Switzerland and Austria have come under even more pressure to abandon bank secrecy after Luxembourg accepted to reveal information on EU depositors from 2015. The EU wants to establish this practice as a standard to crack down on tax evasion.
Asked whether Switzerland still has a choice in this matter, Ueli Maurer told Swiss newspaper Le Matin Dimanche: "Of course! It is a dangerous moment for Switzerland but, unlike Luxembourg, we are not a member of the EU, we comply with OECD standards. There is no reason to change our strategy now."

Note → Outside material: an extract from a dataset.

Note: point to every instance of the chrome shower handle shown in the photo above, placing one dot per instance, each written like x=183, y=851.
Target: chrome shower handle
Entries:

Swiss Finance Minister Eveline Widmer-Schlumpf hinted in several interviews this weekend Switzerland may have to consider an automatic exchange of information if it wants to end its long-standing tax evasion conflict with the EU.
Maurer, who is a leading figure of Switzerland's right-wing People's Party SVP, said only domestic pressures could force Switzerland to review its policy.
"We already made some concessions. Recently again with the FATCA agreement signed with the United States," he said, adding bank secrecy no longer had the same importance as in the past as political stability and credibility were also a major draw for Swiss banks seeking to attract clients.
In a separate interview in the same newspaper, Patrick Odier, president of the Swiss Bankers' Association, said an automatic exchange of information was "not the best option" and defended the model of a withholding tax that "covers all revenues from Swiss deposits and offers a solution for the past and for the future".
A withholding tax agreement with Germany failed in the German parliament last year and Widmer-Schlumpf said in interviews this weekend the conditions for negotiating such deals had become less favourable in recent weeks.